Hands purified (and not trusting my feet), I start the crush. Gravity has already broken a few berries. I could pour boiling water to start extraction, but that would water down the final result. I want a rich dry wine and adding water means adding sugar to keep the potential alcohol high (for each gram of sugar, I will get half a gram of alcohol). If I went down that path too soon, everything would taste like cane sugar not blueberries.Now any reasonable/rich winemaker would have a machine crusher/destemmer do all the work for them. Even body weight on feet or ancient plank presses would be more efficient than this. But how would I be sure that every berry met its fate? Hand crushing. I get more juice with natural sugars and flavors closer to the source. Yet after an hour of smashing, I’m spent. This really, really sucks.However, succumbing to the sweet siren call of using a potato masher would draw this ship to rocky ruin. Seeds contain nasty, astringent green-tasting tannins. Only flesh (or expensive tech) can break fruit without breaking seeds.
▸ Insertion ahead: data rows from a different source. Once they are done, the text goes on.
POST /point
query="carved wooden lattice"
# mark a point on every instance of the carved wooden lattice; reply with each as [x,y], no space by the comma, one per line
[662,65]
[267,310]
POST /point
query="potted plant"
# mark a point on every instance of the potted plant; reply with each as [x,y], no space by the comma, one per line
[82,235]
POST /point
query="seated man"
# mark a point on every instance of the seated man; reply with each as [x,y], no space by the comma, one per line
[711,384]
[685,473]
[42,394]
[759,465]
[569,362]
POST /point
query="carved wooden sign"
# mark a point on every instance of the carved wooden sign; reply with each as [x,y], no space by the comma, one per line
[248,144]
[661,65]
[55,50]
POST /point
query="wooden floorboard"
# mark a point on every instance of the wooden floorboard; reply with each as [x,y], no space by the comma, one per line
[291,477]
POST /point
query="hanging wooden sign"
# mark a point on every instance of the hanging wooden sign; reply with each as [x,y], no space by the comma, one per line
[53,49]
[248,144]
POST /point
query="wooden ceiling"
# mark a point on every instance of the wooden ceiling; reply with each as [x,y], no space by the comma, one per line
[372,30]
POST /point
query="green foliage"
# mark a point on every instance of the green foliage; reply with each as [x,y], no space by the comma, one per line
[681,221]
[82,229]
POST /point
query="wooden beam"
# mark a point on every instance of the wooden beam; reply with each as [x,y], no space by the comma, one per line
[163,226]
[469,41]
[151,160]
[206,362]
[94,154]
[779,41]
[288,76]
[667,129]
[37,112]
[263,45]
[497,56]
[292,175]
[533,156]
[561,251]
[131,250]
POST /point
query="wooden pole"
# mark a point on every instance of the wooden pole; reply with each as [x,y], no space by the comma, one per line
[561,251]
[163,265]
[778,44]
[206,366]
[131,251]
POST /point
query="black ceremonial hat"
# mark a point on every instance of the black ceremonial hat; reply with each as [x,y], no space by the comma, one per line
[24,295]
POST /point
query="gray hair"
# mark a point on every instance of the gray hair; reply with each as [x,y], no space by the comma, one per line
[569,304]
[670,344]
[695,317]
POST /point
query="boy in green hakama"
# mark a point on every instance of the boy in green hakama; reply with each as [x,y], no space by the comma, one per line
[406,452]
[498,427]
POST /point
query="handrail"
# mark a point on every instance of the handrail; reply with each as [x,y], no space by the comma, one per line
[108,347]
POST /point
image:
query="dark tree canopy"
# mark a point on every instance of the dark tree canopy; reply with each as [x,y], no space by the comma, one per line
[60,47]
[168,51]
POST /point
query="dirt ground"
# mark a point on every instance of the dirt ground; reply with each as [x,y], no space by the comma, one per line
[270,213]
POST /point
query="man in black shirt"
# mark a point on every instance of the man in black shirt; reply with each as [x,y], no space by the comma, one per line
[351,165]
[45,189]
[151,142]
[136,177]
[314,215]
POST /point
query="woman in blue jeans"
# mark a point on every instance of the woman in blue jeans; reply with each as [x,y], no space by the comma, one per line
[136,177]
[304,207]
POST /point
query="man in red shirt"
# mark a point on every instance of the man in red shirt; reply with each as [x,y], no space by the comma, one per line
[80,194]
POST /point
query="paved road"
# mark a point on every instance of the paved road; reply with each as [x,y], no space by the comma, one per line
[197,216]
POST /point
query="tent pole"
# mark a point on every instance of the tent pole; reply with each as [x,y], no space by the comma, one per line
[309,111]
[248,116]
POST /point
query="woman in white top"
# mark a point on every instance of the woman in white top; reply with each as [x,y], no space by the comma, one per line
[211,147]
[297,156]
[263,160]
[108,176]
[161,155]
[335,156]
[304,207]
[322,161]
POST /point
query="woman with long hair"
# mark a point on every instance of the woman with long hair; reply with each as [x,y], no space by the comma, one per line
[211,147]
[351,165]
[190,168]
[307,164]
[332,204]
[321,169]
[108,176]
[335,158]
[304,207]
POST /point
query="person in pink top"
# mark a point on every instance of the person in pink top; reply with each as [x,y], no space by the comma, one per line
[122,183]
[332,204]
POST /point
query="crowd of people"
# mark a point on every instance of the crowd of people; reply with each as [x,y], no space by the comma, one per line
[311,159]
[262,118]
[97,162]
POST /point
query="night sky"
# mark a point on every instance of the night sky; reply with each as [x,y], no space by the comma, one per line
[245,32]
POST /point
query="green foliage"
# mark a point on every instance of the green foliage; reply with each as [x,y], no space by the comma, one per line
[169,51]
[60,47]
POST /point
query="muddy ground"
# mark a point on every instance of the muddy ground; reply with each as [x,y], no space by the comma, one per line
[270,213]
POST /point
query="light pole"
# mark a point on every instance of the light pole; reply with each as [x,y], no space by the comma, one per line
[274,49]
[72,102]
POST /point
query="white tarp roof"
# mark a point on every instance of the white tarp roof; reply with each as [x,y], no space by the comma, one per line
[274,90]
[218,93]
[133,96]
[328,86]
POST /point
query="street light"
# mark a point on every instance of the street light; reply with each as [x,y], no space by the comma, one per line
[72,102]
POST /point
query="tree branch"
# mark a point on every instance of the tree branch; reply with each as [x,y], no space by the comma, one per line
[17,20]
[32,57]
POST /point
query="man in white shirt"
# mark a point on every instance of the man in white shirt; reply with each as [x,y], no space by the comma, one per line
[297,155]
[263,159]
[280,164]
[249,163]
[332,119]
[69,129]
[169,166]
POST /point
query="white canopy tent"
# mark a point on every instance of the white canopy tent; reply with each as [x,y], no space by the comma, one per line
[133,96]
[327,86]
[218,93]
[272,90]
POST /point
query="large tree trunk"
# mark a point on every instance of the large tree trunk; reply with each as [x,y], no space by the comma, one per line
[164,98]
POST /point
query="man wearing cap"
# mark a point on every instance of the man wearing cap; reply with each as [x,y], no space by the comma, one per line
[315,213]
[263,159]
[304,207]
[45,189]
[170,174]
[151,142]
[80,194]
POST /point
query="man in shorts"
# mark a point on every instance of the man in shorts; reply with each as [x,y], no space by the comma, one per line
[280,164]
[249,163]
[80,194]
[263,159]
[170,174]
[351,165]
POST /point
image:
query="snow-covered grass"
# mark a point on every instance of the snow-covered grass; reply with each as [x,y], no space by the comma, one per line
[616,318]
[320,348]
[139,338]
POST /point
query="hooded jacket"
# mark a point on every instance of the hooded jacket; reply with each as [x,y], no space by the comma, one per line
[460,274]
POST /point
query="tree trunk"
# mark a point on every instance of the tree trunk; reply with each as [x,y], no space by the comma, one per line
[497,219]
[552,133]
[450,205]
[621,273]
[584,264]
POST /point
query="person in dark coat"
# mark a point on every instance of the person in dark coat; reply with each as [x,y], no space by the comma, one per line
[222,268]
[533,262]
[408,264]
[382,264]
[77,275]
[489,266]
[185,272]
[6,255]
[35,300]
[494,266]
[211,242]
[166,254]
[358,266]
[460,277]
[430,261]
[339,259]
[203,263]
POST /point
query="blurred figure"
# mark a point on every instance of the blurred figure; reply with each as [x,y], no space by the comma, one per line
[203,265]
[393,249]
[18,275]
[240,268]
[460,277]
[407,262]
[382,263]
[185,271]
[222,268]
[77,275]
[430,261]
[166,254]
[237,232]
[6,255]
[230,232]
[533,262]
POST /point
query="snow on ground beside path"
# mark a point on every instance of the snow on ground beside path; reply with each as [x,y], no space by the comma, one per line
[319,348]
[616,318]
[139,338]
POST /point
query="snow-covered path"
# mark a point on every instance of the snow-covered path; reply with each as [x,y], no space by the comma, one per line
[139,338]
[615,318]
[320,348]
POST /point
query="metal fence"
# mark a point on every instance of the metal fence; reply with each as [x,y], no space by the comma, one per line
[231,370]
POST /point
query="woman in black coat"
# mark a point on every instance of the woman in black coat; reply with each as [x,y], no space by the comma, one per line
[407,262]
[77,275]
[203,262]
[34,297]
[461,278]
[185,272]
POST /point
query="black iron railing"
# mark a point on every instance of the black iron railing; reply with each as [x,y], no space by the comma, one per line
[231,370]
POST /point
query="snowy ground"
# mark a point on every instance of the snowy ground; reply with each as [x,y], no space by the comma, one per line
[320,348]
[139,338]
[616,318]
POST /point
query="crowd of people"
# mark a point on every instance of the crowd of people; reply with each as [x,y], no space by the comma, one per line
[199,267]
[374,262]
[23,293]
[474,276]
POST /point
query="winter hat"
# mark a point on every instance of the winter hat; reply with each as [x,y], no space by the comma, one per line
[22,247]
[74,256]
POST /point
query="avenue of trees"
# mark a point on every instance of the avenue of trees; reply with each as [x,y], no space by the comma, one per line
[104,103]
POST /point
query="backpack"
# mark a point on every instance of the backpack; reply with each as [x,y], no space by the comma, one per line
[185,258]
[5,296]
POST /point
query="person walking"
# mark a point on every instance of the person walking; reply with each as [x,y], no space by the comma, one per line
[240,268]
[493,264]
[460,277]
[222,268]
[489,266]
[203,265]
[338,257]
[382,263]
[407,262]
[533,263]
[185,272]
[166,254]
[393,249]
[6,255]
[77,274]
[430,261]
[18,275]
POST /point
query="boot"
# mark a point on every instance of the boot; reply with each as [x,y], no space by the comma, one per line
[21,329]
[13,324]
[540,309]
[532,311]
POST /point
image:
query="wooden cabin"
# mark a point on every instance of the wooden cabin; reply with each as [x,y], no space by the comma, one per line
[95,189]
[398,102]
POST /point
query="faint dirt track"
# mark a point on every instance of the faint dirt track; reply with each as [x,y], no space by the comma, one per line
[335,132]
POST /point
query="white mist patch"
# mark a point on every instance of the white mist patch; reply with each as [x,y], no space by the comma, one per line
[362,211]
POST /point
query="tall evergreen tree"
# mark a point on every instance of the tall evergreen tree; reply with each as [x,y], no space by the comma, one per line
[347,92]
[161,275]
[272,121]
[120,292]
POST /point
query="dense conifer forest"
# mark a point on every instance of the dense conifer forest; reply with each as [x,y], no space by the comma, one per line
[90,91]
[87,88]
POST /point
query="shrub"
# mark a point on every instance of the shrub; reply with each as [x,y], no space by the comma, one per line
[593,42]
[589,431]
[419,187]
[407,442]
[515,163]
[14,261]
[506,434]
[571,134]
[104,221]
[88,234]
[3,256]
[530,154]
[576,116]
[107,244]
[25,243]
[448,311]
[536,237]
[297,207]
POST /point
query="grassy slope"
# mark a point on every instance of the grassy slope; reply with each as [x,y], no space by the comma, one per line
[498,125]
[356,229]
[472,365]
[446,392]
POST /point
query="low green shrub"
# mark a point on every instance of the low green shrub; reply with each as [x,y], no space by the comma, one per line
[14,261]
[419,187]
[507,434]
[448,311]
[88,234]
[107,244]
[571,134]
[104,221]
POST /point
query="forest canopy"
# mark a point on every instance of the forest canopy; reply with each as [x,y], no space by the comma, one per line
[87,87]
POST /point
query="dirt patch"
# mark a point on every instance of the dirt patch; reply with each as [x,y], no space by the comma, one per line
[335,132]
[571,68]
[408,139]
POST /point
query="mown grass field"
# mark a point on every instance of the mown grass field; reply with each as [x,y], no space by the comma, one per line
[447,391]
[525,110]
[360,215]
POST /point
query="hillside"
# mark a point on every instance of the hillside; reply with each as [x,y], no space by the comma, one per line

So I press on…
Finally unbound from my mast, I need to separate juice from skins. Easy! I take my siphoning tube and pump. And pump. And…damnit! Nothing. The end is jammed. Plan B: Filter press them apart. Trying not stain the new (borrowed) apartment red, I slow pour into a filter bag. Once full, I squeeze the bag, dump the dry skins back in the crush bucket and pour it back into the bag.I keep at it for an hour but like a Promethean liver, juice keeps emerging with each cycle. The bag then breaks. But I string it up and kept going. This pressing process should get me 15-30% more juice than otherwise.Black fingered and exhausted by one in the morning, I quit. Almost ten pounds of blueberries had given me only three fourths of a gallon of juice and a hideous purple blob. Fermentation, racking and aging would evaporate the juice even further. Once the angles had taken their share, only a few bottles would remain.
Whatever. I re-bag the blob to ferment later with the juice. A CO2 blend is sprayed to protect the juice and then covered. Worry-worn, I wander back to my superheated apartment. The next day should see air-conditioning -and thus my wine to be- return home.